IoT water tank telemetry project – part 4

Boost converter

The 4-20mA loop used for the water sensor needs a source of 24VDC. This is obtained from the battery (3.6-4.3V) using a DC-DC boost converter which runs only when a measurement is made.

This article discusses related issues.

B6287K boost converter

This converter is available on eBay for ~$1, and looks deceptively simple and would be a good candidate if it worked. In fact visual analysis gives a strong hint about its suitability.

I have been unable to find an English datasheet for the IC used on this converter, and specifications for the module vary from seller to seller, a common but frustrating situation with Chinese product.

This particular implementation was difficult to adjust, and it did not make the maximum output voltage specified by the seller, no surprises there. When adjusted to 24V output, it worked down to 2.5V input.

The application is for a 24V supply for a 4-20mA instrument loop, and it will be powered from as little as 3.3V, needs to start quickly, and produce a clean stable output.

Initial tests were that the output is noisy, and little surprise as there is no output filter capacitor. A 10µF 50V electrolytic was added to the output to act as a filter / reservoir capacitor. It improved the noise considerably, so the cheats have built the board without necessary output filtering.

Above is a capture of the on/off control waveform (cyan), and the Vout from the converter powered from a 5V regulated power supply. It works ok, starting quickly, but the output is a little noisy.

Now let's try it on 3.3V.

Above is a capture of the on/off control waveform (cyan), and the Vout from the converter powered from a 3.3V regulated power supply. Output load current is about 12mA, less than the 20mA that may be demanded. The output is low (levelling off at 15V), ripply and unsuitable.

Above is a capture of converter on a 5V supply, on/off control (yellow), Vout (cyan) and Vload (magenta) which is the input voltage ‘read' by the MCU. There is a lot of ringing on Vload and it seems to be induced by the ripple on the converter Vout. It is worse on 3.3V supply, so dismissed as unsuitable.

MC34063 boost converter

This converter came from Sure electronics, it has a schematic and the well known chip has a datasheet. These were purchased more than 10 years ago and I doubt the modules are currently available.

Above is the converter. These are available in buck and boost configurations, this one is a boost.

Above is a capture of converter on a 3.3V supply, on/off control (yellow), Vout (cyan) and Vload (magenta) which is the input voltage ‘read' by the MCU. Vload settles at 1.75V, and so loop current stabilises at 11.7mA. To allow for slower start at 20mA loop current, the firmware is configured for 500ms measurement delay.

Importantly, both Vout and Vload are relatively clean without ringing or spikes.

Above is the same scenario with supply voltage increased to 4.2V (the high end of the battery range), and it is evident that the converter starts much quicker.

Above is a run with 3.3V supply and a 4-20mA simulator set to 20mA (evidenced by Vload=3.0V, Iloop=3/150=20mA). Vout has stabilised in 200ms, and apart from some early glitches caused by the simulator, voltages are relatively clean (considering the breadboard lash up).

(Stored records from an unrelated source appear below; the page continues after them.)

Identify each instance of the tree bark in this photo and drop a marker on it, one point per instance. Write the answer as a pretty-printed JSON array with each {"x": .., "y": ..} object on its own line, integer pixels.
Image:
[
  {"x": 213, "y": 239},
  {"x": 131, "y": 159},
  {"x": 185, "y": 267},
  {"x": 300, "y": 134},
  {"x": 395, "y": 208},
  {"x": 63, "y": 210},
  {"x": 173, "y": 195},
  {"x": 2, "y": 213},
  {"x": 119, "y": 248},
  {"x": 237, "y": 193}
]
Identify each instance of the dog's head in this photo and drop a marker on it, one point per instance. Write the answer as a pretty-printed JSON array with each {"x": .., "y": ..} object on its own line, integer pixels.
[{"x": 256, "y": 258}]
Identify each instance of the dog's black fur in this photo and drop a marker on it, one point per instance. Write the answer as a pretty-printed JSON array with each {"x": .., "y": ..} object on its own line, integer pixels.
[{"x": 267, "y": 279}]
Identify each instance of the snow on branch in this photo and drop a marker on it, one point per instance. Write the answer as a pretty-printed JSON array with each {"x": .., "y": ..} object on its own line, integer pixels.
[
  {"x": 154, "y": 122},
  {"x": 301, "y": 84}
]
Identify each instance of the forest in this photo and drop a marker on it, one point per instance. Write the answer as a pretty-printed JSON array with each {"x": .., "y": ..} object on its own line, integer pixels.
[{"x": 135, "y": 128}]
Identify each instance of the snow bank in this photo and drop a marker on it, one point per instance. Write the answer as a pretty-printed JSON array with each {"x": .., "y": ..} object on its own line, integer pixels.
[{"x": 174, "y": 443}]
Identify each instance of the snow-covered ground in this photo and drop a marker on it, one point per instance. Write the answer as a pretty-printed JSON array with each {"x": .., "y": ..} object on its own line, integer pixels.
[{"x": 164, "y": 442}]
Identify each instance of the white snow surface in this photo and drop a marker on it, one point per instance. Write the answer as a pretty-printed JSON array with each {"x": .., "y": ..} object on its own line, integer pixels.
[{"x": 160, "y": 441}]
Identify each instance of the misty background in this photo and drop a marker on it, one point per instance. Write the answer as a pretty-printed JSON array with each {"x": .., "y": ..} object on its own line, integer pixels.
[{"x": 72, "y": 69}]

LM2577 auto boost/buck converter

Above is an auto boost/buck LM2577 converter.

Above is the response on a 3.7V power supply.

LM2577 boost converter

Above is a LM2577 boost converter.

Above is the response on a 3.7V power supply.

XL6009 boost converter

The XL6009 appears to be a Chinese attempt to produce a competitor to the LM2577 chip, and it is very hard to find LM2577 modules on eBay, they are almost all Xl6009 though often deceptively presented as LM2577.

Specs 5-32V in, when adjusted for 24V out at 5V in, powered up at 3V in produced 50V out. Chinese junk, cannot be used.

Conclusions

There is a range in quality of component, and more importantly, design of small DC-DC converters on eBay.

Many are advertised under a headline that includes chips other than what they use, the Chinese are masters at the ‘bait and switch' fraud.

Most use chips that are very difficult to find English language datasheets for verification of claims.

The MC34063 and LM2577 boost converters are quite suitable to the project, and have withstood extended trials.